We review the district court's denial of Kennedy's Rule 59(e) motion for abuse of discretion. Templet v. HydroChem Inc., 367 F.3d 473, 477 (5th Cir. 2004). Under this standard, the district court's decision must only be reasonable. Ford Motor Credit Co. v. Bright, 34 F.3d 322, 324 (5th Cir. 1994). Amending a judgment under Rule 59(e) is only appropriate when (1) there has been an intervening change in the controlling law; (2) there is newly discovered evidence that was previously unavailable; or (3) there was a manifest error of law or fact. Demahy v. Schwarz Pharma, Inc., 702 F.3d 177, 182.

The district court granted the Hospital's motion for summary judgment, in part, because it held that Kennedy could not collaterally attack the MDES's decision that he was fired for misconduct. In so holding, the district court relied on our opinion in Cox v. DeSoto Cty. Miss., 564 F.3d 745, 748 (5th Cir. 2009). That case held that a Mississippi employee could not collaterally attack a decision by a state agency when she could have challenged the ruling through direct appeal. Id., at 748. That is the situation Kennedy is in. He does not dispute that he loses under Cox.

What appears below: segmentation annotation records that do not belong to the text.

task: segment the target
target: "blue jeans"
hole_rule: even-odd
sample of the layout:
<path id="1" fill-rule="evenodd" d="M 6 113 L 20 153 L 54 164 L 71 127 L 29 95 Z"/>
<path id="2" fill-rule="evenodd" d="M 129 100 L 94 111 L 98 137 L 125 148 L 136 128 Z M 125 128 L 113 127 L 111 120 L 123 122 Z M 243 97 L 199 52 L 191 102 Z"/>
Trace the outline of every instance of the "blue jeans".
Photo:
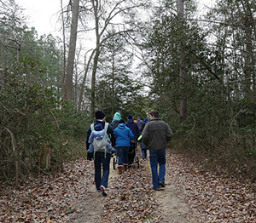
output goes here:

Instead, Kennedy argues that the Supreme Court of Mississippi's opinion in Linde Health Care Staffing, Inc. v. Claiborne County Hospital changes this rule. 198 So.3d 318 (Miss. 2016). But, as the district court discussed, Linde dealt with entirely separate legal issues from those addressed in Cox. In Linde, the Supreme Court discussed whether the Federal Arbitration Act or the Mississippi Rules of Civil Procedure applied to the timeliness of a motion for relief of judgment under Mississippi law. Id. at 322. It also briefly discussed whether a Mississippi court was required to recognize a foreign judgment that was obtained by extrinsic fraud. Id. at 323. Neither of these questions was at issue in Cox or here. Linde did not discuss Cox's central holding—and its only relevant application to this case—about whether a litigant can collaterally attack a state administrative decision when there was no direct appeal of the ruling. Cox, 564 F.3d at 748.

* * *

The district court's denial of Kennedy's Rule 59(e) motion is AFFIRMED.

FootNotes


* Pursuant to 5TH CIR. R. 47.5, the court has determined that this opinion should not be published and is not precedent except under the limited circumstances set forth in 5TH CIR. R. 47.5.4.